Jonghyun Bae

M.S./Ph.D. student, Sungkyunkwan University

Jonghyun Bae is a M.S./Ph.D. student in the Department of Electrical and Computer Engineering, Sungkyunkwan University (SKKU), Korea. He’s an author of RIGHT (R Interactive Graphics via HTml), an R package for interactive data visualization based on HTML canvas and JavaScript, which was sponsored by Google Summer of Code (GSoC) in 2014. He received his B.S. degree in Semiconductor Systems Engineering from SKKU in 2015. His research interests include parallel processing and cloud computing.

SESSIONS

ggplot2.SparkR: Rebooting ggplot2 for Scalable Big Data Visualization

ggplot2 is one of the most popular data visualization packages for R, which makes it easy to produce high-quality graphs using data represented in R data.frame.

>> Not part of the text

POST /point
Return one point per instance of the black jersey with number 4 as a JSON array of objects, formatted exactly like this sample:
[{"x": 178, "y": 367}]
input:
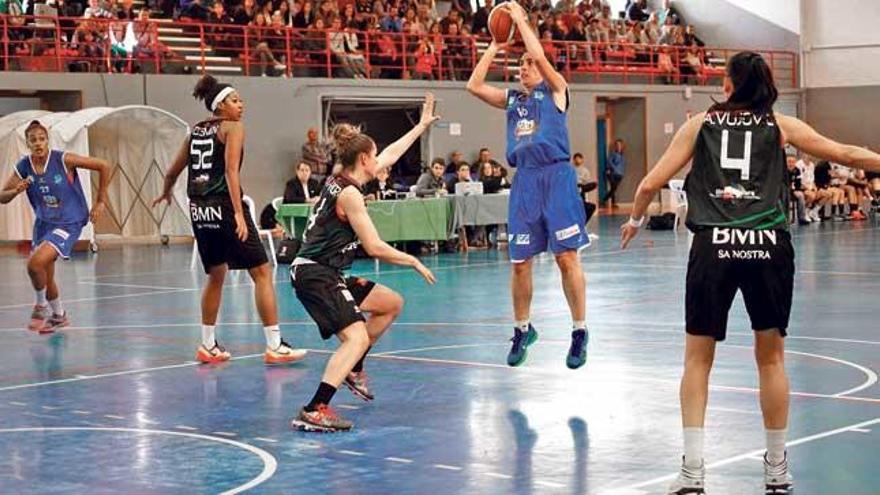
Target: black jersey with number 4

However, ggplot2 is not suitable for big data visualization for the following reasons. First, the maximum data size it can handle is limited by the physical memory size since R Virtual Machine (RVM) attempts to keep the entire data.frame in memory. Second, even if the data set fits in memory, it often takes a long time to import it from a file, partly due to the overhead of format conversion. Finally, ggplot2 does not effectively utilize abundant computing resources offered by today's parallel/distributed machines as the package itself is not parallelized. In this presentation, we introduce ggplot2.SparkR, an R package for scalable visualization of big data represented in Spark DataFrame. ggplot2.SparkR is an extension to the original ggplot2 package and can seamlessly handle both R data.frame and Spark DataFrame with no modifications to the original API. When invoked, a plot function in ggplot2.SparkR first checks the type of input data. If the input type is Spark DataFrame, heavyweight data processing stages are offloaded to the Spark backend using the SparkR API, and the final results will be collected and coerced into an R data.frame. Otherwise, the input data will go through the original data processing path of ggplot2 on RVM. Finally, a common backend stage for plotting will draw the graph to preserve the same look-and-feel for both cases. ggplot2.SparkR requires no additional training for existing R users who are already familiar with ggplot2 and allows them to benefit from powerful distributed processing capabilities of Spark for efficient visualization of big data. To demonstrate this we plan to show a demo with a detailed comparison between ggplot2 and ggplot2.SparkR graphics.